All of that to say I've ventured into several men's restrooms and DH has been in several women's restrooms. I announce myself prior to going into the men's restroom, trying to wait until I don't think many are in there. I will say I've had a security guard tell me I can't stand outside of a men's restroom. I just looked at him & said I could, my DH was inside. He looked at me & walked off. Ya, not a big threat. Another time I had a police officer (at the airport) waiting for us as we walked out of the women's restroom. He tried to use his authority to scare me & all it did was make me mad! I ask if someone complained, no, he'd seen DH go in with me. I questioned why he didn't stop him at that point, he didn't respond. I then ask him where is a family restroom? Of course he didn't know. I very politely told him he didn't know because there wasn't one. I showed the officer we both had on our Medic Alert bracelets and I was doing the very best I could do, and I felt taking DH in the women's was a much better choice than me going into the men's restroom. He totally agreed & wished us safe traveling!
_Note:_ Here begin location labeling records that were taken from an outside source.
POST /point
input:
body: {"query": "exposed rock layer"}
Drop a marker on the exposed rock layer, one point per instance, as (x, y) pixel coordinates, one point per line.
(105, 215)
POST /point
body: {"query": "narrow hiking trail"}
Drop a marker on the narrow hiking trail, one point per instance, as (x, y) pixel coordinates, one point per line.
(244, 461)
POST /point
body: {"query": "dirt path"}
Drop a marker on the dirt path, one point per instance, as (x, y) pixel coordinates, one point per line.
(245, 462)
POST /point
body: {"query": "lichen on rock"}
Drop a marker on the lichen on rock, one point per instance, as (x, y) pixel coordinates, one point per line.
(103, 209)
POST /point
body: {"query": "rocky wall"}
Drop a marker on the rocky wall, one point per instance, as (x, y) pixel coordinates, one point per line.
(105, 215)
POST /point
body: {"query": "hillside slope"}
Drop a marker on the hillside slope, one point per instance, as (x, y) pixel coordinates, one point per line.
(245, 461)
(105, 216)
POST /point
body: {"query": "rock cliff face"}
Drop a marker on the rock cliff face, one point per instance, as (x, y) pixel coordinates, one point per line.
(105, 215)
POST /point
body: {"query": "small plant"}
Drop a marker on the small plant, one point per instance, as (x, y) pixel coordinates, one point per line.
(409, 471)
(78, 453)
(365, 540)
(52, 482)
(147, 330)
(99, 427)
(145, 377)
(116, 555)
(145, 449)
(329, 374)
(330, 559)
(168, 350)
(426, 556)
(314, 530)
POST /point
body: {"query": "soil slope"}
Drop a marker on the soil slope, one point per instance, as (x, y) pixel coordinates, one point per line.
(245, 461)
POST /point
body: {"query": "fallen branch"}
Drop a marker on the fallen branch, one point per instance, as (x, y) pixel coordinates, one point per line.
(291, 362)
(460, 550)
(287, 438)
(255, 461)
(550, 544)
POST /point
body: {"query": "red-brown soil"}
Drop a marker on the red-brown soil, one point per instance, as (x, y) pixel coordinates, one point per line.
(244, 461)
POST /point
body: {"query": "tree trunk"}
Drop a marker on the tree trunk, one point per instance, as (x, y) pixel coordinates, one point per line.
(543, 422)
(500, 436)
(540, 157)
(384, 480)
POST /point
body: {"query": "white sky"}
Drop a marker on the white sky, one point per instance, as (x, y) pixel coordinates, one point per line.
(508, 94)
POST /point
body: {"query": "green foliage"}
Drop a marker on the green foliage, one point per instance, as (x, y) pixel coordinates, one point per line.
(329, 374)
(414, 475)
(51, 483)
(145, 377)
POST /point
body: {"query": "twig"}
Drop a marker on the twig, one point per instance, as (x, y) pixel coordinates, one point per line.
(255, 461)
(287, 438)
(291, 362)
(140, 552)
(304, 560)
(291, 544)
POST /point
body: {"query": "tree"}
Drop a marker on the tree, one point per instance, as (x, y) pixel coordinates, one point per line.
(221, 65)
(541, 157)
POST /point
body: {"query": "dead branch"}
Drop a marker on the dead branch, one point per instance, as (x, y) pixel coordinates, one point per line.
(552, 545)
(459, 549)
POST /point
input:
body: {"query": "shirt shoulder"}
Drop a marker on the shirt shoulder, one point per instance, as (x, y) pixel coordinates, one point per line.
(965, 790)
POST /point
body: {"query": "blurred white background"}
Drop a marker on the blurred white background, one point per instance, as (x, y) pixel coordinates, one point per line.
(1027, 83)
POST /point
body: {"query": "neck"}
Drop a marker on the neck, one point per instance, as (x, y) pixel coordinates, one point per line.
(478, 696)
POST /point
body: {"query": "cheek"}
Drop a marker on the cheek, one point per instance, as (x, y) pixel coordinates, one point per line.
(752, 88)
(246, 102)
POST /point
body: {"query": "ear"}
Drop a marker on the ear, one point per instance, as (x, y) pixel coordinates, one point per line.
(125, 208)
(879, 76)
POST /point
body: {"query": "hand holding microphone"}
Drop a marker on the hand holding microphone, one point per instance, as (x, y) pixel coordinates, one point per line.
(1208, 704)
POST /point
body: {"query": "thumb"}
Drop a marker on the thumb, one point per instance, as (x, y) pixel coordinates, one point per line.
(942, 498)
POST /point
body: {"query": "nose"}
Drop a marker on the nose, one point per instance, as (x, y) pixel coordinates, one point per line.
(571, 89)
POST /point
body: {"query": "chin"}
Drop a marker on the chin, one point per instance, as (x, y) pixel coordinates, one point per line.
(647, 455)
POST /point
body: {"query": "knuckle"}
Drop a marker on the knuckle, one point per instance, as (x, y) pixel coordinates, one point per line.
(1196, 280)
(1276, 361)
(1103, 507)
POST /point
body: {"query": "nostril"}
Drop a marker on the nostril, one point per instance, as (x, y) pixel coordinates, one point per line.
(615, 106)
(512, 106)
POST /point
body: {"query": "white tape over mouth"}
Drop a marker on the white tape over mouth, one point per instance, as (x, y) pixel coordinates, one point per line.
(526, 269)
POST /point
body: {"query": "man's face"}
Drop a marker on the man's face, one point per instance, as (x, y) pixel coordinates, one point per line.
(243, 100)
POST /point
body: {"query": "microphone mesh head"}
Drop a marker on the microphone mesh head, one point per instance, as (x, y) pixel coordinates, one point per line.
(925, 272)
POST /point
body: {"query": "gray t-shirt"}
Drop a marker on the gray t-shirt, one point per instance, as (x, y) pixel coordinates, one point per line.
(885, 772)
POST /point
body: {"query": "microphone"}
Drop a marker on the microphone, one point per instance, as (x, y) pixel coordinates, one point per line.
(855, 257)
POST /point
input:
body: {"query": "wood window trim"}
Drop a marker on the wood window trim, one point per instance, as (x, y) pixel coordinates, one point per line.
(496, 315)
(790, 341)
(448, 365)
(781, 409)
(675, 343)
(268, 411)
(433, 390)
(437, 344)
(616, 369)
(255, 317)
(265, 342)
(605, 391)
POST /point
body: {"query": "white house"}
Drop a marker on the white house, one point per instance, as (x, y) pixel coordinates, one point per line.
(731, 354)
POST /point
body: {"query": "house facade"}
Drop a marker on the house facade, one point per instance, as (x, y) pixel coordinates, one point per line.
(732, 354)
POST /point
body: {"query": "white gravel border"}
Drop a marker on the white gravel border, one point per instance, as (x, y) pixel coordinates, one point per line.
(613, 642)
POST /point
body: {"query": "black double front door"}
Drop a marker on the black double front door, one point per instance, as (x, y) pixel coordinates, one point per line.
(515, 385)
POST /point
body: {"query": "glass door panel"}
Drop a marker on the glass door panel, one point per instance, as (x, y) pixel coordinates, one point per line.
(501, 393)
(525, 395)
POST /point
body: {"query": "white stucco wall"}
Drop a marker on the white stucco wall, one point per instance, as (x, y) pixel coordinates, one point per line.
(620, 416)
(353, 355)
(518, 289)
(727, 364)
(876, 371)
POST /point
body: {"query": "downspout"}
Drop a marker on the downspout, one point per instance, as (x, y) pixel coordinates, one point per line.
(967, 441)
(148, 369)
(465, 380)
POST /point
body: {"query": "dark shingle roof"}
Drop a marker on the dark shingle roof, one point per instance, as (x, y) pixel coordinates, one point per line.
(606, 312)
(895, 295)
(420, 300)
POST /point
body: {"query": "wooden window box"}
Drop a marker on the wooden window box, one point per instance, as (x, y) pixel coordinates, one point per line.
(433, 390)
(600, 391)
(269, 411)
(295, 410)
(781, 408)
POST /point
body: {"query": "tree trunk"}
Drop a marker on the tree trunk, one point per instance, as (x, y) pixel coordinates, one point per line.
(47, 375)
You have to be prepared to be prepared!
eagle
5 -
I have never been challenged or accosted but I have received some side-eye glances. But most people ignore me as long as I say something like what gampiano mentioned: "Apologies, my husband needs my help".
Interestingly, one resort restaurant we visited, asked that I please take him to the men's room. They felt it was better for me to occupy that space than to have a man (even harmless and unaware of anything) in the ladies' room. We were abroad, so I think it may have been a cultural thing and trusted that they knew best.
I have definitely liberated my share of truck stop men's rooms and sometimes announce myself as "housekeeping!". And he has been the lone guy in many ladies' rooms. I can't leave him in wet or soiled incontinence briefs or his clothes could get soaked with overflow, or skin breakdown occurs.
That can lead to weeks of careful extra frequent hygiene and slathering zinc cream, etc. to avoid him having pain or heaven forbid a pressure sore developing and maybe getting infected. It is something I learned when an aide decided to leave him sitting *in poop for 3 hours and I learned how quickly it caused his skin sensitivity.
My embarrassment went out the window the first time DH exited a public men's room by a different door, and made it to the parking lot on a sub-zero day -- while I dutifully waited until every other guy came out the entrance, but no DH. Finally someone responded to my "hallo...hubby, are you done?" to let me know it was empty. Scary day. I finally found him that day, and got him in the car and warmed up sufficiently.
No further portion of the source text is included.